Singaporean Amos Yee has been freed after a United States immigration appeals board upheld his application for asylum, saying his fear of persecution was "well-founded".
In a Facebook post at around 7am on Wednesday (Sept 27) Singapore time, he said: "Amos Yee is now a free man!"
A United States immigration appeals board has upheld Mr Yee's application for asylum, saying his fear of persecution was "well-founded".
Mr Yee's lawyer Sandra Grossman said on Tuesday (Sept 26) that the United States Board of Immigration Appeals had dismissed the Department of Homeland Security's appeal opposing an immigration judge's earlier decision to grant Mr Yee, 18, asylum.
The three-member board, in a written decision dated Sept 21, said it agreed with the immigration judge that Mr Yee's prosecution "was a pretext" to silence his political opinions.
It also agreed with the judge that "the cumulative harm in this case rose to the level of persecution", and that this "entitles the applicant to a presumption of a well-founded fear, that has not been rebutted".
Mr Yee had left Singapore for Chicago last December, a day before he was to report for a medical examination ahead of enlistment into national service, and sought political asylum in the United States.
The blogger, made headlines when he was charged in Singapore in 2015 for engaging in hate speech against Christians in a video he posted on YouTube, and for publishing an obscene image of former prime minister Lee Kuan Yew. He was convicted and given a four-week jail sentence.
Last year, he was charged again for hate speech, having deliberately posted comments on the Internet - in videos and blog posts - that were derogatory of Christianity and Islam. He pleaded guilty and was sentenced to six weeks' imprisonment and a $2,000 fine.
Mr Yee has been in US Immigration and Customs Enforcement detention since he arrived in the US and applied for asylum last December.
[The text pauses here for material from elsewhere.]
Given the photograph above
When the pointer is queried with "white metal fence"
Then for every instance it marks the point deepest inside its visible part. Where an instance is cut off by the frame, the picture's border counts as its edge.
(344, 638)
Chicago immigration judge Samuel Cole granted him asylum in March, saying he had been persecuted for his political opinions.
Singapore's Ministry of Home Affairs responded to the judge's decision with a statement outlining the obscenity-laden quotes that Mr Yee disseminated and got into trouble for, saying the US "allows such hate speech under the rubric of freedom of speech".
In April, the Department of Homeland Security (DHS) appealed the ruling, arguing that Judge Cole made errors of fact and law. The DHS had opposed Mr Yee's asylum application, saying the Singapore Government legitimately prosecuted Mr Yee.
Grossman Law and DHS subsequently submitted written arguments to the board in May.
The board, in upholding Judge Cole's decision, noted that he had "relied on severe mistreatment of the applicant, including being imprisoned with only adults and being placed in a mental institution with difficult conditions".
Grossman Law said the case will now be remanded to the Immigration Court in Chicago to allow DHS the opportunity to complete or update any pending security investigations or examinations.
"While a date has not been set for entry of the final order, it is likely to be soon, especially given the amount of time Mr Yee has been detained at US taxpayer expense," it added.
"The possibility also remains for a DHS appeal, though this is unlikely given the board's unambiguous decision."